Looking back, though, I see that I left some of my soul on the field or court. That's really good for a competitor, but for a fan, it might not be healthy. I mean, I spent many weekends in a semi-depressed state because my football team lost. How could they throw that interception? If only he had caught that pass. Why did the coach call that play? I would run those scenarios in my mind all weekend. I would hold on to those mental gymnastics and really feel the loss.

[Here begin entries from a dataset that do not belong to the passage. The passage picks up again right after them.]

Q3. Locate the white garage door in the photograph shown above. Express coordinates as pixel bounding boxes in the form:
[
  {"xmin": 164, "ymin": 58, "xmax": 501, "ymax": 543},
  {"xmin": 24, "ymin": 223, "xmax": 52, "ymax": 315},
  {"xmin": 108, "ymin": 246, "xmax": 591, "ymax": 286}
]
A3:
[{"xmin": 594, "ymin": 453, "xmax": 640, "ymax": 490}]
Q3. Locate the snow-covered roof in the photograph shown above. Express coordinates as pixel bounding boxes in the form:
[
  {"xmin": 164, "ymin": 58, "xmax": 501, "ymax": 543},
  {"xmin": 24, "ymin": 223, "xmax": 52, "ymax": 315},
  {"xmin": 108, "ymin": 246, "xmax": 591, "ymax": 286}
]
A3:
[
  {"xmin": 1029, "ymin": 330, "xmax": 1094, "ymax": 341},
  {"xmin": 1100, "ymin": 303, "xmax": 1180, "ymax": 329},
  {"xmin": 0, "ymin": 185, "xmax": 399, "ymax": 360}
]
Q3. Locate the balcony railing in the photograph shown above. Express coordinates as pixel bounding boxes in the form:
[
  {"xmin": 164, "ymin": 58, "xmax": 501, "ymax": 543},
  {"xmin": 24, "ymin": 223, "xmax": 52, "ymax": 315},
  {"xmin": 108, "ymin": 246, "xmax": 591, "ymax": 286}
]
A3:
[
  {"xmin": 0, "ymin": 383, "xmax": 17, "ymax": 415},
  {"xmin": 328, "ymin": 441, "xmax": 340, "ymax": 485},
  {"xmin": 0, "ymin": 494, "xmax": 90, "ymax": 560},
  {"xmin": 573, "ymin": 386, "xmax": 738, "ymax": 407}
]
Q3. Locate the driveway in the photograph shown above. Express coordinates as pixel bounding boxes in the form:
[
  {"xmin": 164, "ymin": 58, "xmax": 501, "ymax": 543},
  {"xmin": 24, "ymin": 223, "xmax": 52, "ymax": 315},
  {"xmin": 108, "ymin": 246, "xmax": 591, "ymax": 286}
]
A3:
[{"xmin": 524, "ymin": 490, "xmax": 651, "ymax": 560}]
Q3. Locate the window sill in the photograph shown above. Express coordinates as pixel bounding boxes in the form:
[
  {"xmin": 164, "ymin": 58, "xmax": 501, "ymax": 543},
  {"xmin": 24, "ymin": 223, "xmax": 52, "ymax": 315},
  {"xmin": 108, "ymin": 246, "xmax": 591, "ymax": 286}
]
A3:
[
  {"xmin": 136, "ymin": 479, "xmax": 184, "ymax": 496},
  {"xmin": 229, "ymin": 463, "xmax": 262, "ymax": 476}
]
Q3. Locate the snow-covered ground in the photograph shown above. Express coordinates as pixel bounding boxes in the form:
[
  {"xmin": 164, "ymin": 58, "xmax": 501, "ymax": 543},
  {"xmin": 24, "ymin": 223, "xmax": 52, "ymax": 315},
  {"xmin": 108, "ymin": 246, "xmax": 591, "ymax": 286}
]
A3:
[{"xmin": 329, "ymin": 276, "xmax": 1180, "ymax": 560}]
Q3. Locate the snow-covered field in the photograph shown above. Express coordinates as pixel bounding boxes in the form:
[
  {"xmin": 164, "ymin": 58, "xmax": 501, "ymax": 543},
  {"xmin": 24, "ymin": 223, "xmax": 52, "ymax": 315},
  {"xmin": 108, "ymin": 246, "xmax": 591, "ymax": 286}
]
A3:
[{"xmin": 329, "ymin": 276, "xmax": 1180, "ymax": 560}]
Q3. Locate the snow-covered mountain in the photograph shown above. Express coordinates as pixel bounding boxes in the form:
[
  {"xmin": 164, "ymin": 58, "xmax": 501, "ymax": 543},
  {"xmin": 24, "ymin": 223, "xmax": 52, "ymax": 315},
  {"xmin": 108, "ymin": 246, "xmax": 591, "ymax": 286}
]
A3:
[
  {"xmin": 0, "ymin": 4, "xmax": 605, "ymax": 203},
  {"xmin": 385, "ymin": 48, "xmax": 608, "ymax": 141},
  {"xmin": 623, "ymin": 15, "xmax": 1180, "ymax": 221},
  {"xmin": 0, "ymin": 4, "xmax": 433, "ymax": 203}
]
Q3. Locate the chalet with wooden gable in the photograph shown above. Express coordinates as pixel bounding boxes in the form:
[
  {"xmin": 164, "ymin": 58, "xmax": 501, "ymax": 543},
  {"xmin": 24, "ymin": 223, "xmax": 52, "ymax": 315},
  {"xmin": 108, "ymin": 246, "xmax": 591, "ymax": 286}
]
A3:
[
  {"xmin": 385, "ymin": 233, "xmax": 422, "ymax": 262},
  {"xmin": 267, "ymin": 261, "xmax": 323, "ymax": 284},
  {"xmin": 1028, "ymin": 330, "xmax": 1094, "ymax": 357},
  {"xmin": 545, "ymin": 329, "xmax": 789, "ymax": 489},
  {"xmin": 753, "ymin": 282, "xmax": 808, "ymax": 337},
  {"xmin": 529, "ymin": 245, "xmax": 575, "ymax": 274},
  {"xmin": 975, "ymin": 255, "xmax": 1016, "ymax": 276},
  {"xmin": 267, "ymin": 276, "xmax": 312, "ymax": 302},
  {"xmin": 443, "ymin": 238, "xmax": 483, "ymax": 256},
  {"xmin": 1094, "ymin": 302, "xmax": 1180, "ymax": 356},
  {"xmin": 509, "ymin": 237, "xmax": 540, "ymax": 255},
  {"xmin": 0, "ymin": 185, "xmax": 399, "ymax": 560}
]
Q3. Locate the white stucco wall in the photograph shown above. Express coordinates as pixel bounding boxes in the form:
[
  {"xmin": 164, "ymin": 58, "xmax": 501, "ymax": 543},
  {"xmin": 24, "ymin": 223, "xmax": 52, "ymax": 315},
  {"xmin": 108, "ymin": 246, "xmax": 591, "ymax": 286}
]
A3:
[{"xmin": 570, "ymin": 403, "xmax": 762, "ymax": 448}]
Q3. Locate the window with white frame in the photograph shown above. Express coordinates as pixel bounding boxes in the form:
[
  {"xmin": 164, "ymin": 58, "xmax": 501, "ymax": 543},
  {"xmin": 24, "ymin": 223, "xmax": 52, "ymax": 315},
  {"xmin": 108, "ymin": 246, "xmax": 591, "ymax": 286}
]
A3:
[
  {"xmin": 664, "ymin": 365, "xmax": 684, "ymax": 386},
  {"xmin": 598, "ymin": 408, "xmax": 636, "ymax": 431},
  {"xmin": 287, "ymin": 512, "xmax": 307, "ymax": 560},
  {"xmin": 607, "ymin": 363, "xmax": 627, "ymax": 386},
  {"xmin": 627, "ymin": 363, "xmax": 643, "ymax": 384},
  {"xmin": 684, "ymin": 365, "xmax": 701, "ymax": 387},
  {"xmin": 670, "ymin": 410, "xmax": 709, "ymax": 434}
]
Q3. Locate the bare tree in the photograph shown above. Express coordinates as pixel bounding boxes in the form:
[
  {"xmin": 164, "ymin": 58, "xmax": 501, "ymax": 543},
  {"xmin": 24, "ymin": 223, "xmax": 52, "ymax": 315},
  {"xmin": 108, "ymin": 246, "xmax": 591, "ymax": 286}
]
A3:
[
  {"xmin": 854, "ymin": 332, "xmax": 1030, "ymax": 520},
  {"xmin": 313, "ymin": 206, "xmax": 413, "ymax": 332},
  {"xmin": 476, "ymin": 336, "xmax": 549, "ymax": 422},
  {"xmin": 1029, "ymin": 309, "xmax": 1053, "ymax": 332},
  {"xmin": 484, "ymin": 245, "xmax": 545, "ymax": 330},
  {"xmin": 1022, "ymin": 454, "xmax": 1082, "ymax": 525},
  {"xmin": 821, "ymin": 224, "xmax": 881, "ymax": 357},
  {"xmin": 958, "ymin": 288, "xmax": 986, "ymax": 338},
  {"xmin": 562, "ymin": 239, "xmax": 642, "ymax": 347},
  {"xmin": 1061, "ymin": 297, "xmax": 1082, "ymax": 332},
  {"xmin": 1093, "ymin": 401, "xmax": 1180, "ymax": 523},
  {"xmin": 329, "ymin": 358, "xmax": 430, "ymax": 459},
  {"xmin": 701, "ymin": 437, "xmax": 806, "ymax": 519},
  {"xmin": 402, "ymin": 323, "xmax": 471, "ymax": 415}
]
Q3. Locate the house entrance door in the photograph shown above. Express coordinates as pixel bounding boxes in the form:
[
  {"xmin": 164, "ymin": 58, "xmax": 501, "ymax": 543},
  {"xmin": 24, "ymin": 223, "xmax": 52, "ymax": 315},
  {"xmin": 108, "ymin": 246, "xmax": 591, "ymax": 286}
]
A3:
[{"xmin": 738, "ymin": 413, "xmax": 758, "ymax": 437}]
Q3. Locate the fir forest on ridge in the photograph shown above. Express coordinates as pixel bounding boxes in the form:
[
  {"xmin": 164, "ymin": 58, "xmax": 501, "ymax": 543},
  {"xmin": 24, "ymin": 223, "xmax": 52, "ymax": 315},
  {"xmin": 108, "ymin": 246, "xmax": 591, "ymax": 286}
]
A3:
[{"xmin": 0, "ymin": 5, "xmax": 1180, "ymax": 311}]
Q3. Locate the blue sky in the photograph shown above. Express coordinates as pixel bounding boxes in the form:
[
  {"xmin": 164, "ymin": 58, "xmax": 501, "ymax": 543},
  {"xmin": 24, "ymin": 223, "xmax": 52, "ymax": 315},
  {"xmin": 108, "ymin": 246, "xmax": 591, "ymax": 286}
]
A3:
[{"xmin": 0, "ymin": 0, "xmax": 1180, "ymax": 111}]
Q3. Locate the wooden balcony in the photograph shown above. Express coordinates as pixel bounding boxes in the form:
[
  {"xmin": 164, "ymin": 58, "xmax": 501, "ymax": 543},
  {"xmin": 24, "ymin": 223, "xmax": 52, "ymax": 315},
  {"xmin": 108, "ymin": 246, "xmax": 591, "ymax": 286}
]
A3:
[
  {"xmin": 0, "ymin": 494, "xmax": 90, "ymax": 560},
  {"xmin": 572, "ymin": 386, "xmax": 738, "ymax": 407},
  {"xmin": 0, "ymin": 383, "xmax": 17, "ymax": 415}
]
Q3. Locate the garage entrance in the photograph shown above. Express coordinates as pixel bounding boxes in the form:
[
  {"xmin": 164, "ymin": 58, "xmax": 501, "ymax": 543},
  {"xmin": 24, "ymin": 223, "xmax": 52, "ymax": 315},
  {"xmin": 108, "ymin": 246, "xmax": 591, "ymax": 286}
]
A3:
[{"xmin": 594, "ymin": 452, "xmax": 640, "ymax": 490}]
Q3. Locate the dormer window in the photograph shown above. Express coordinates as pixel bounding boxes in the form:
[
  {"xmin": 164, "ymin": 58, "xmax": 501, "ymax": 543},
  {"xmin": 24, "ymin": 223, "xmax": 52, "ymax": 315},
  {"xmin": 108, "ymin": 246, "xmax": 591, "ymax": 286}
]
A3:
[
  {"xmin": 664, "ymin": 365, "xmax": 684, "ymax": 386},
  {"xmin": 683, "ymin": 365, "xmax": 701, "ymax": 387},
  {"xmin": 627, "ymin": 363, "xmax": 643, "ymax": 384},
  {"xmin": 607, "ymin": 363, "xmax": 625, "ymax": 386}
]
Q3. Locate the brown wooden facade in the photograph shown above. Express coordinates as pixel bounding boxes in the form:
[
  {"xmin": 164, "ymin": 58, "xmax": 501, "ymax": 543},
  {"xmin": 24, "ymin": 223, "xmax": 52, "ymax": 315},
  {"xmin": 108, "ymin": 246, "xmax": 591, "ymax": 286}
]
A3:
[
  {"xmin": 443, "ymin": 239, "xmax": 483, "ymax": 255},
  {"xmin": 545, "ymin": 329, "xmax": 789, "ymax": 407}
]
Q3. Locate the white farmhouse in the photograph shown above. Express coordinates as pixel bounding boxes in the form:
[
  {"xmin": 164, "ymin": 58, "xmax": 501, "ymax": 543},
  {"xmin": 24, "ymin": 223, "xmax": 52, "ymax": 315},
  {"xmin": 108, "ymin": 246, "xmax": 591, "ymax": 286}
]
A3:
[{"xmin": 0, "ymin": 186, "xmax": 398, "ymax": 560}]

One day it occurred to me that I did not have to think that way. I had no control over the past, and even during the game I really had no control. I was only a spectator, but I grieved and regretted and celebrated like an actual player. I realized that was not healthy. It really helped me to let go of the events over which I had no control. I could still celebrate and enjoy the victories, but not take the losses to heart. That badge of fanhood -- feeling depressed -- was not a badge I really wanted to wear.
I'm learning to balance allegiance to my team with my mental health. Frankly, I don't know how those sports announcers can manage when their teams are losers.
Anyway, I see the same pattern as I invest my life in other people. I am pulling for people to make good decisions and experience personal victory. When they make poor decisions, from my perspective, I feel like I have personally failed. What could I have said differently? How could I have been a better friend? But these are their decisions, not mine. I don't have (and don't want to have) control over others' lives. I may have some influence, but that's it.
So, when people settle for second best, disobey Jesus, or excuse their mixed up priorities, I take it personally. I'm pulling for them. I love to celebrate the victories, and I do. But I overdo the ownership of loss. It doesn't help them or me.
I'm pulling for you, but I'm learning how to do that responsibly. It's your problem, not mine. I'm here for you, cheering you on to victory. When you lose, I want to divide your sorrows. When you win, I want to multiply your joys. But ultimately, your life is between you and God. And so, my real effort needs to be in praying for you, and praying for me to be a better friend.
And obviously my problems are not your responsibility either, but you can call me out and cheer me on.
He's the One in charge of both you and me. And we know he will win.